Der Fake ist so etwas wie die Vertriebstechnik des Experten. Er dient dazu, die im Entstehen befindliche Expertise an einer Person zu „befestigen“. Wer sich auf dem Arbeitsmarkt behaupten will, der kann gar nicht anders, als zu einem gewissen Zeitpunkt ein Faker zu werden. Der eine früher, der andere später. Es gibt keine Alternative zum Fake. Jedenfalls ist mir keine bekannt. Der Fake macht Karrieren. Er ist keine hinreichende, aber eine notwendige Bedingung des Erfolgs. Er ersetzt nicht die Qualifikation – das wäre Hochstapelei. Doch er schafft die Voraussetzungen dafür, dass die Qualifikation überhaupt zum Tragen kommt. Das gilt übrigens branchenunabhängig. Ganz egal, wo Sie hinschauen, ob in der IT, in der Medizin, bei Steuerberatern oder auch den Rechtsanwälten: All diese Berufsbezeichnungen gibt es in ihrer ursprünglichen Form kaum noch. Dafür gibt es heute: Verkehrsrechtsexperten, Strafrechtsexperten, Scheidungsexperten und Zivilrechtsexperten. Nicht anders in den nichtakademischen Berufen: KFZ-Mechaniker? Das ist so letztes Jahrtausend! Heute gibt es Automobil-Mechatroniker für Personenkraftwagentechnik, Nutzfahrzeugtechnik, Motorradtechnik, System- und Hochvolttechnik oder Karosserietechnik.

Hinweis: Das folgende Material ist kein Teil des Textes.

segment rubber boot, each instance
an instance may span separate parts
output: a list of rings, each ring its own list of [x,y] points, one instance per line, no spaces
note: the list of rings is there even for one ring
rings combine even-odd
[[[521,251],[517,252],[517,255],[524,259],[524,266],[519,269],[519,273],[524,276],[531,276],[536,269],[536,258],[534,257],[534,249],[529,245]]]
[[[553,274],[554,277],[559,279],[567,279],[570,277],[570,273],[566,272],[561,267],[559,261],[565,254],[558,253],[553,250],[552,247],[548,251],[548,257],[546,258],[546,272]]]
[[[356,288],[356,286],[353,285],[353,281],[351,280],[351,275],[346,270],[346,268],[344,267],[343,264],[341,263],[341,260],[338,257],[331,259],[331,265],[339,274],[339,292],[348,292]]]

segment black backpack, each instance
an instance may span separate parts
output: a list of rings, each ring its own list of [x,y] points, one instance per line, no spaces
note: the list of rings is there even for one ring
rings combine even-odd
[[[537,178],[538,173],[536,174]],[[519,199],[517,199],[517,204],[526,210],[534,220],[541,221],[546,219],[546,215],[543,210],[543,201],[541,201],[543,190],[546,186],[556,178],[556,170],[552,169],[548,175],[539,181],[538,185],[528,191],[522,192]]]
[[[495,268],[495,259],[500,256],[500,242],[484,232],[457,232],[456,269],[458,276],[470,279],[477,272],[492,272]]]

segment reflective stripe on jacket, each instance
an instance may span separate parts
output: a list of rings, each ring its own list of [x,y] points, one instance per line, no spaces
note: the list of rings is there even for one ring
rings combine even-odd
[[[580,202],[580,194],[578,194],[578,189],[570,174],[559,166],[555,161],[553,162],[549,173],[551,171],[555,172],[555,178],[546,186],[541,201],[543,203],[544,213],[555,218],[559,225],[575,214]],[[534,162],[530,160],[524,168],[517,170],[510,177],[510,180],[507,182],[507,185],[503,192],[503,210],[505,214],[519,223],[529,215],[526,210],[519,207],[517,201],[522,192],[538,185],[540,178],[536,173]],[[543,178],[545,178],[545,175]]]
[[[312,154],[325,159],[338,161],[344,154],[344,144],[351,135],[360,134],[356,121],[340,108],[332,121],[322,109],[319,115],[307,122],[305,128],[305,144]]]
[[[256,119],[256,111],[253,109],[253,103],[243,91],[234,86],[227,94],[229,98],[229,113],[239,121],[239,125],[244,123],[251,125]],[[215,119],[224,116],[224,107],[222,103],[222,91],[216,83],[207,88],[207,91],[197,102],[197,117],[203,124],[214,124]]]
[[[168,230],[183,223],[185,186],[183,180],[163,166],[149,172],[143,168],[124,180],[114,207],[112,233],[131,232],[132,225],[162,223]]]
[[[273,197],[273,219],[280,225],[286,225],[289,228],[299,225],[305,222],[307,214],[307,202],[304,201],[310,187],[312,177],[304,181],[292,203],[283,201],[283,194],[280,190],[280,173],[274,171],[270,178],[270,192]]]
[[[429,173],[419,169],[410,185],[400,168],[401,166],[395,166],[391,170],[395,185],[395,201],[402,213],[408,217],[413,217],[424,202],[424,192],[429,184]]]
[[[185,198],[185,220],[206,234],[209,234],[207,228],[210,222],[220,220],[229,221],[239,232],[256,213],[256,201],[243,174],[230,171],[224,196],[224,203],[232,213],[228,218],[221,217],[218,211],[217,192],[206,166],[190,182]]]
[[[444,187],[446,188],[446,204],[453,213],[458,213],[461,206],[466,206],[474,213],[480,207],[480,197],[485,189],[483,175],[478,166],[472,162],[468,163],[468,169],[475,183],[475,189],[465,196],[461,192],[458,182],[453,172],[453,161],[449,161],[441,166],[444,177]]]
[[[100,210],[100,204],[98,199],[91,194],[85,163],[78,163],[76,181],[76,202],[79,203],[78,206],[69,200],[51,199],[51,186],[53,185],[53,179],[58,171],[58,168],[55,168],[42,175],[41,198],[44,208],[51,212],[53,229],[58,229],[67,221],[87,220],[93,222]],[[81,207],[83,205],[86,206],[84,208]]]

Ganz gleich, in welcher Branche Sie sich umschauen: Experten, soweit das Auge reicht.
Besonders ausgeprägt ist der Expertenwahn in der Berater- und Coaching-Branche. Weil es heute nun mal nicht ohne geht, durchlaufen alle Berater und Coaches Positionierungsworkshops, entwickeln ihre Ich-Marke und werden dann Experte für Kundenbegeisterung, Experte für Körpersprache, Experte für Selbstoptimierung, Experte für krause Ideen oder Experte für den Weg zurück. Geben Sie bei Google einfach mal „Experte für“ als fest vorgegebene Wortfolge ein – Sie werden staunen, was Ihnen die Suchmaschine alles als Ergänzung anbietet. Ich versichere Ihnen: Die Beispiele, die ich Ihnen hier schon genannt habe, gehören noch zu den geläufigeren Varianten!
Der Zwang, als Experte auftreten zu müssen, hat einer anderen Spezies fast schon die Existenzberechtigung geraubt: Ist Ihnen schon mal aufgefallen, dass man sich als Generalist zusehends verdächtig macht?